Il respectait toujours Amélia. Cela n'avait pas changé. Simplement, avec une force égale ou supérieure, Diaru occupait maintenant le cœur de Râbisu.
( Enfin, après quatre ans à manger et dormir ensemble, c'est naturel. )
Râbisu faillit être happé à nouveau par ses souvenirs.
Diaru l'en empêcha en lui secouant vigoureusement l'épaule.
« Hé, quoi ? Tu as l'air dans le vague, t'es pas bien ? »
« Non, c'est peut-être le feu de veille qui me tourne la tête. Cette nuit, je n'arrête pas de me remémorer le passé, pour une raison quelconque. »
« Hein~ ? C'est vrai qu'un feu si grand, ça n'arrive pas souvent. »
En disant cela, Diaru sourit à nouveau innocemment.
« Mais Râbisu dans le vague, c'est super rare.
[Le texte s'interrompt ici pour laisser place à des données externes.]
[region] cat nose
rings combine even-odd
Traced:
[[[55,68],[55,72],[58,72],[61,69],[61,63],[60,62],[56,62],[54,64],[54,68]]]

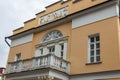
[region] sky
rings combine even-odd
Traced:
[[[6,67],[9,54],[4,38],[56,1],[59,0],[0,0],[0,67]]]

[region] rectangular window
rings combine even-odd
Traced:
[[[61,58],[63,58],[64,56],[64,44],[60,44],[60,47],[61,47],[61,51],[60,51],[60,55],[61,55]]]
[[[48,49],[49,49],[49,53],[54,53],[55,52],[55,46],[51,46]]]
[[[15,61],[19,61],[21,59],[21,53],[15,55]]]
[[[42,49],[40,49],[40,53],[41,53],[41,55],[43,55],[43,48],[42,48]]]
[[[89,53],[88,62],[97,63],[100,62],[100,36],[89,36]]]

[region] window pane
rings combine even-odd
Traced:
[[[96,55],[100,55],[100,50],[96,50]]]
[[[100,48],[100,43],[96,43],[96,48]]]
[[[61,52],[61,57],[63,57],[63,52]]]
[[[91,45],[90,45],[90,49],[94,49],[94,44],[91,44]]]
[[[97,62],[100,61],[100,56],[96,56],[96,61],[97,61]]]
[[[94,51],[91,51],[91,52],[90,52],[90,56],[94,56]]]
[[[43,55],[43,49],[41,49],[41,55]]]
[[[94,42],[94,37],[91,37],[91,38],[90,38],[90,42]]]
[[[96,41],[100,41],[100,37],[99,36],[96,36]]]
[[[91,58],[90,58],[90,62],[91,62],[91,63],[94,62],[94,57],[91,57]]]

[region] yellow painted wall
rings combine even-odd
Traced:
[[[13,62],[15,59],[15,55],[21,53],[21,59],[31,58],[33,56],[34,51],[32,50],[32,42],[28,42],[19,46],[11,47],[8,62]]]
[[[68,38],[68,60],[69,60],[69,54],[70,54],[70,36],[71,36],[71,23],[66,23],[63,25],[59,25],[57,27],[51,28],[49,30],[46,31],[42,31],[39,33],[35,33],[33,36],[33,41],[26,43],[26,44],[22,44],[19,46],[15,46],[15,47],[11,47],[10,48],[10,53],[8,56],[8,61],[9,62],[13,62],[14,58],[15,58],[15,54],[21,53],[21,59],[28,59],[28,58],[32,58],[35,55],[35,45],[39,44],[42,41],[42,38],[45,36],[46,33],[52,31],[52,30],[59,30],[62,32],[62,34],[64,36],[69,36]]]
[[[72,30],[71,74],[120,69],[117,20],[117,17],[113,17]],[[100,55],[102,63],[86,65],[88,36],[96,33],[100,34]]]
[[[70,13],[73,13],[106,0],[96,0],[90,4],[88,4],[87,1],[89,2],[91,0],[83,0],[83,2],[81,1],[75,4],[70,1],[68,3],[62,4],[62,6],[61,3],[58,3],[52,7],[48,7],[45,13],[37,15],[35,20],[32,22],[30,21],[31,23],[27,22],[23,29],[15,31],[14,34],[38,26],[38,20],[40,16],[50,13],[52,10],[57,10],[60,7],[69,5],[69,11]],[[69,22],[49,30],[34,33],[32,42],[15,46],[10,49],[8,61],[13,62],[15,54],[17,53],[22,53],[22,59],[33,57],[35,45],[41,42],[44,35],[52,30],[60,30],[64,36],[69,36],[67,60],[71,62],[71,74],[120,69],[120,28],[118,27],[118,23],[118,17],[113,17],[81,26],[79,28],[71,29],[72,24]],[[88,36],[96,33],[100,34],[100,55],[102,63],[86,65],[88,55]]]
[[[20,33],[22,31],[25,31],[25,30],[28,30],[28,29],[31,29],[31,28],[34,28],[34,27],[38,27],[39,26],[38,22],[39,22],[40,16],[44,16],[46,14],[54,12],[54,11],[56,11],[56,10],[58,10],[60,8],[63,8],[65,6],[69,7],[69,9],[68,9],[69,14],[72,14],[74,12],[81,11],[83,9],[92,7],[94,5],[100,4],[100,3],[105,2],[105,1],[107,1],[107,0],[96,0],[96,1],[81,0],[81,1],[79,1],[77,3],[73,3],[73,1],[70,0],[70,1],[68,1],[66,3],[63,3],[63,4],[61,2],[56,3],[56,4],[52,5],[52,6],[47,7],[45,12],[36,15],[35,20],[30,20],[29,22],[25,23],[24,28],[14,31],[13,34],[17,34],[17,33]]]

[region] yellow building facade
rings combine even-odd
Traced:
[[[120,80],[120,0],[66,0],[24,22],[6,80]]]

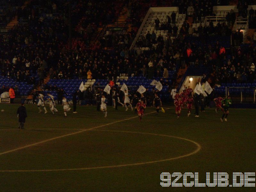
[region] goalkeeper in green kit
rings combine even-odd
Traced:
[[[222,110],[223,113],[222,117],[220,118],[220,121],[221,121],[221,122],[223,121],[223,118],[224,117],[225,117],[224,119],[225,121],[228,121],[227,117],[228,117],[228,115],[229,113],[229,112],[228,111],[228,108],[231,104],[232,104],[232,100],[229,95],[228,96],[227,98],[221,101],[221,107],[222,108]]]

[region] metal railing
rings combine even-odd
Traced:
[[[225,88],[226,89],[226,98],[227,98],[227,96],[228,95],[230,95],[229,94],[229,89],[236,89],[240,90],[240,101],[241,102],[243,102],[243,90],[245,89],[247,89],[248,88],[251,88],[251,89],[253,89],[253,102],[255,103],[255,91],[256,91],[256,88],[255,87],[253,87],[253,88],[250,88],[250,87],[226,87]]]

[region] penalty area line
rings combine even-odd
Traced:
[[[166,108],[166,109],[168,109],[170,108]],[[147,115],[149,115],[150,114],[152,114],[152,113],[156,113],[156,111],[153,111],[152,112],[151,112],[150,113],[147,113],[144,115],[144,116]],[[22,147],[19,147],[18,148],[17,148],[15,149],[12,149],[11,150],[9,150],[9,151],[4,151],[4,152],[2,152],[2,153],[0,153],[0,155],[4,155],[4,154],[6,154],[7,153],[11,153],[12,152],[13,152],[14,151],[18,151],[19,150],[20,150],[21,149],[25,149],[26,148],[28,148],[29,147],[33,147],[33,146],[35,146],[35,145],[39,145],[39,144],[41,144],[42,143],[45,143],[46,142],[48,142],[48,141],[52,141],[53,140],[54,140],[56,139],[60,139],[61,138],[63,138],[63,137],[68,137],[68,136],[71,136],[71,135],[76,135],[76,134],[78,134],[79,133],[81,133],[85,132],[85,131],[90,131],[91,130],[92,130],[93,129],[97,129],[98,128],[100,128],[100,127],[105,127],[105,126],[108,126],[108,125],[112,125],[113,124],[115,124],[115,123],[119,123],[120,122],[122,122],[123,121],[127,121],[127,120],[130,120],[130,119],[134,119],[135,118],[138,118],[138,116],[135,116],[132,117],[130,117],[130,118],[127,118],[126,119],[122,119],[121,120],[119,120],[118,121],[114,121],[114,122],[112,122],[112,123],[107,123],[106,124],[104,124],[103,125],[99,125],[99,126],[97,126],[96,127],[92,127],[92,128],[90,128],[90,129],[84,129],[82,130],[81,131],[77,131],[76,132],[74,132],[73,133],[69,133],[68,134],[66,134],[65,135],[61,135],[60,136],[59,136],[58,137],[53,137],[53,138],[52,138],[51,139],[47,139],[46,140],[43,140],[42,141],[39,141],[38,142],[36,142],[36,143],[33,143],[32,144],[30,144],[29,145],[25,145],[25,146],[23,146]]]

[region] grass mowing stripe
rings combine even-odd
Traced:
[[[166,109],[169,109],[170,108],[166,108]],[[147,113],[144,115],[144,116],[147,115],[149,115],[150,114],[152,114],[152,113],[156,113],[156,111],[153,111],[153,112],[151,112],[150,113]],[[51,139],[47,139],[46,140],[44,140],[43,141],[39,141],[38,142],[37,142],[36,143],[33,143],[33,144],[30,144],[30,145],[25,145],[25,146],[23,146],[23,147],[19,147],[15,149],[12,149],[11,150],[9,150],[9,151],[4,151],[4,152],[3,152],[2,153],[0,153],[0,155],[4,155],[4,154],[6,154],[6,153],[11,153],[12,152],[13,152],[14,151],[18,151],[18,150],[20,150],[20,149],[24,149],[25,148],[28,148],[28,147],[32,147],[33,146],[35,146],[35,145],[38,145],[39,144],[41,144],[41,143],[45,143],[46,142],[47,142],[48,141],[52,141],[52,140],[55,140],[56,139],[60,139],[60,138],[62,138],[63,137],[67,137],[68,136],[70,136],[71,135],[76,135],[76,134],[78,134],[78,133],[82,133],[85,131],[90,131],[90,130],[92,130],[93,129],[97,129],[97,128],[100,128],[100,127],[104,127],[105,126],[107,126],[108,125],[111,125],[115,123],[119,123],[120,122],[122,122],[122,121],[126,121],[127,120],[129,120],[130,119],[134,119],[135,118],[138,118],[138,116],[135,116],[132,117],[130,117],[130,118],[127,118],[127,119],[122,119],[122,120],[119,120],[119,121],[115,121],[114,122],[112,122],[112,123],[108,123],[106,124],[104,124],[104,125],[99,125],[99,126],[97,126],[96,127],[92,127],[92,128],[90,128],[90,129],[84,129],[83,130],[82,130],[81,131],[78,131],[76,132],[75,132],[73,133],[69,133],[68,134],[66,134],[66,135],[61,135],[60,136],[59,136],[58,137],[54,137],[53,138],[52,138]]]
[[[157,160],[156,161],[148,161],[147,162],[142,162],[140,163],[138,163],[132,164],[123,164],[120,165],[109,165],[106,166],[100,166],[99,167],[85,167],[83,168],[70,168],[70,169],[39,169],[39,170],[0,170],[0,172],[54,172],[54,171],[81,171],[84,170],[89,170],[91,169],[105,169],[107,168],[116,168],[116,167],[127,167],[128,166],[132,166],[134,165],[144,165],[148,164],[151,164],[152,163],[159,163],[160,162],[163,162],[164,161],[171,161],[171,160],[174,160],[178,159],[180,159],[183,157],[187,157],[191,155],[192,155],[196,154],[201,149],[201,146],[200,145],[196,142],[192,140],[186,139],[185,138],[182,138],[179,137],[176,137],[175,136],[172,136],[171,135],[166,135],[156,134],[155,133],[145,133],[143,132],[134,132],[131,131],[116,131],[116,130],[91,130],[88,131],[106,131],[109,132],[119,132],[123,133],[135,133],[137,134],[144,134],[145,135],[155,135],[156,136],[160,136],[161,137],[167,137],[170,138],[175,138],[179,139],[185,140],[191,143],[193,143],[195,144],[197,147],[196,149],[193,151],[186,154],[183,155],[181,155],[177,157],[172,157],[171,158],[168,158],[168,159],[161,159],[160,160]]]

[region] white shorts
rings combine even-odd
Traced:
[[[130,99],[124,99],[125,103],[130,103]]]
[[[44,102],[42,102],[41,100],[39,99],[38,100],[38,103],[37,103],[37,106],[42,106],[42,107],[44,107]]]
[[[67,110],[67,109],[68,109],[68,108],[69,108],[69,105],[64,105],[63,106],[63,109],[64,110]]]
[[[52,102],[49,105],[49,107],[50,108],[50,109],[51,109],[51,111],[52,111],[54,110],[55,111],[58,111],[57,109],[55,107],[55,105],[54,105]]]
[[[107,105],[105,104],[105,105],[102,105],[101,104],[100,105],[100,109],[102,110],[106,109],[107,109]]]

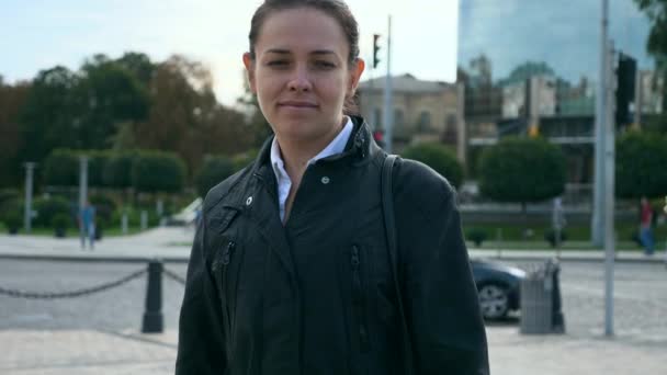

Tu pensais à quoi, au juste ? »
Râbisu resta sans voix.
Ce qu'il avait en tête, c'était dans l'ensemble les souvenirs des jours passés avec Diaru. Même Râbisu, étranger à la pudeur, hésitait à le dire tel quel.
« … Ce ne sont que des futilités. Moi qui ai mené une vie futile, il est naturel que mes souvenirs le soient aussi. »
« Ya da na~, j'étais tout le temps avec toi depuis l'enfance, non ? Tu vas dire que moi aussi je suis une existence futile ? »
En plaisantant, Diaru riait toujours sans arrière-pensée.
Ses cheveux bruns aux nuances irrégulières ondulaient à ses mouvements. Ses cheveux éclairés par le feu de veille semblaient encore beaux à Râbisu.
( Tiens, au fait… )
Diaru ne laissera plus jamais pousser ses cheveux, maintenant.
Les cheveux de Diaru sont aussi beaux que ceux d'Amélia, c'est dommage, songea-t-il.
Portant cette futile pensée, Râbisu continua de fixer le sourire de Diaru.
Le banquet de Moribe ne montrait toujours aucun signe de fin.